Cave paintings from Chauvet
At night, on 18 December 1994, three speleologists became the first people in 20,000 years to set foot in one of the worlds perhaps most beautifully decorated caves in a nature reserve in the south-east of France.
At first, they were spellbound by all the beautiful orange and white stalactites. Then, they found bones from cave bears and when the light from their lamps suddenly fell on the walls they discovered the biggest and most beautiful and moving cave paintings ever found.
They saw long and coherent cave paintings depicting horses, rhinos, lions, aurochs and mammoths, images of bears, owls, European bison, hyenas, panthers and other animals painted in red ochre, charcoal or engraved. A large number of the motifs had never been seen before in the caves in Ardéche.
Tests have later on determined that the oldest drawings are 35,000 years old +/-.
One of the longest coherent cave paintings of the wild horses is more the 10 metres long.

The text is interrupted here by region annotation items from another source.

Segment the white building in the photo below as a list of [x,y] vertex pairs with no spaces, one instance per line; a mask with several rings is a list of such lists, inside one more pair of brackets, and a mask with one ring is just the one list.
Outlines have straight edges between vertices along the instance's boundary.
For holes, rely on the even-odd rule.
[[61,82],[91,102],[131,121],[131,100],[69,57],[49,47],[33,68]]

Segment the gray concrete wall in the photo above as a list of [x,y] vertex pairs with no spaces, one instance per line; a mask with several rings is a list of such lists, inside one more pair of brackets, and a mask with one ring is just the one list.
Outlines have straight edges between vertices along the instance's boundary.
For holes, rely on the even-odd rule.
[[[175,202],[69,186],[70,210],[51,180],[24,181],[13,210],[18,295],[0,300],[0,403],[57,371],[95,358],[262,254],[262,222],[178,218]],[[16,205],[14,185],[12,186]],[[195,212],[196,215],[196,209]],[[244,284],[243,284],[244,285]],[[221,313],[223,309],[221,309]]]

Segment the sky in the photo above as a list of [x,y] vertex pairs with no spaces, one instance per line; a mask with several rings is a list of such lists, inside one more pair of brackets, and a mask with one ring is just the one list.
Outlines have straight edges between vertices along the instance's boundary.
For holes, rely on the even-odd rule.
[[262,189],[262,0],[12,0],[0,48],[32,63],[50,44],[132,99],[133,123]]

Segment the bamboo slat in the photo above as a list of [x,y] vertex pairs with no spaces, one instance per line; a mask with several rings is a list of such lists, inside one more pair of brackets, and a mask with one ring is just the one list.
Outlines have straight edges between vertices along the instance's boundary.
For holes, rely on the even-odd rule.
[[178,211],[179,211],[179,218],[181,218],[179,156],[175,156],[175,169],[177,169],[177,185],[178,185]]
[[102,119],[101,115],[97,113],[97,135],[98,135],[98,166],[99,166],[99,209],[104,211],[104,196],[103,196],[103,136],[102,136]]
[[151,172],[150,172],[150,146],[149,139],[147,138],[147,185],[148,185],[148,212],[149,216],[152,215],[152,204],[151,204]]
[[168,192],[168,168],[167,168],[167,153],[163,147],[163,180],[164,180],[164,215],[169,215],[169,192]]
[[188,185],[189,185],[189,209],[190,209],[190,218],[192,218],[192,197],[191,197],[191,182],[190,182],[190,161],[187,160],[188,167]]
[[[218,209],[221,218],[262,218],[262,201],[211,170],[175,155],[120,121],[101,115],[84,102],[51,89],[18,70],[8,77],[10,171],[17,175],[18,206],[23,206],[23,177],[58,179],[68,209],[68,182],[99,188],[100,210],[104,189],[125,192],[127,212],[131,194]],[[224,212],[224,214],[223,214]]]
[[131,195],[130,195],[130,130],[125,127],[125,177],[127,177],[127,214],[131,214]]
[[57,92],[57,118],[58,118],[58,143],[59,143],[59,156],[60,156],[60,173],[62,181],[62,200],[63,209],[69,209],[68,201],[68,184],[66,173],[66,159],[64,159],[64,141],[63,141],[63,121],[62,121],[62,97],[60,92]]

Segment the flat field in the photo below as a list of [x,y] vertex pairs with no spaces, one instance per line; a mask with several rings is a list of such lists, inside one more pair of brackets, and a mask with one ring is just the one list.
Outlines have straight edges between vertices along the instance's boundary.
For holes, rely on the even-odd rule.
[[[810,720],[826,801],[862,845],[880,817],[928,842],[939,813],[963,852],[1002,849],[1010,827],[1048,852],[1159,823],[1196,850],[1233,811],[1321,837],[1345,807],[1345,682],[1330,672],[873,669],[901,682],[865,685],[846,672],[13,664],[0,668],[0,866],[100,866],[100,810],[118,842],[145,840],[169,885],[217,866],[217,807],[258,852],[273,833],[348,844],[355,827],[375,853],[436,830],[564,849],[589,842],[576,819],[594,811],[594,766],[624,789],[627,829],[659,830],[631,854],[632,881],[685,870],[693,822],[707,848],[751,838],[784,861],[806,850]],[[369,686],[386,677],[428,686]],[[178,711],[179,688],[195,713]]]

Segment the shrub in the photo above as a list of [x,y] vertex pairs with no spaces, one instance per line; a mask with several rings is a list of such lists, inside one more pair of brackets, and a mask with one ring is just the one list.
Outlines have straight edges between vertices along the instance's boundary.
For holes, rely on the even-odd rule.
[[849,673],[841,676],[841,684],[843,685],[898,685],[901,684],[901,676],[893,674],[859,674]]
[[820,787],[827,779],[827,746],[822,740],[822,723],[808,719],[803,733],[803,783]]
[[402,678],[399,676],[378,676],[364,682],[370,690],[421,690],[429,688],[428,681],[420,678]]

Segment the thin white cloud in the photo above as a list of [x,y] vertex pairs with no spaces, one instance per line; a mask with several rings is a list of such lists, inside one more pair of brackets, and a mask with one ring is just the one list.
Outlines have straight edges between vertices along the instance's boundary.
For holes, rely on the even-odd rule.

In addition to drawings of a large number of horses, the cave painting consists of drawings of e.g. rhinos, aurochs, lions, European bison and bears. All images have been made using charcoal. The contour of the wall has been employed to create an illusion of movement, relief and perspective.
The drawings of the horses are fabulous in particular with a remarkable sense of realism and detail: pupils, nostrils and half-open muzzles. Shadows that give the effect and power and strength.
The bottom part of the cave painting depicts two rhinos. The rhino on the left is approx. one metre and has a height of ½ metre and is the largest animal on the frieze. By means of finger rubbing, the artist has created a grey belt around the stomach of the rhino. The rhinos are facing each other – prepared for battle or love?
The right side of the cave painting is composed of three calm-looking wild horses with heavy manes and shadows to create relief. The horses are also in the company of two lions. An earlier drawing below the horses illustrates a large lion, possibly sniffing the other lion. Both lions are depicted with incredible detail as e.g. eye brows, shadows outlined around the eyes, nostrils and whiskers.
The cave bears are depicted a large number of times in beautiful figures outlined with shadows.
A capricorn with long sturdy horns, an old goat with stretched out legs as if it were climbing up a crack in the wall.
An extraordinary seven or eight-legged bison to create perspective or to indicate a running movement.
A powerful and large rhino drawn in a niche with an enormous horn following the curves of the wall.
The head is lowered, the back is arched, the mouth is slightly open, and the ears are raised – is the animal ready to charge forward from its hiding and attack another animal or human being, the artist perhaps?
One of the chambers contains several palm prints. In other places, at friezes or pictures, complete or stencilled prints of the entire hand can be seen. All prints represent the right hand and are possibly the signature of the artist.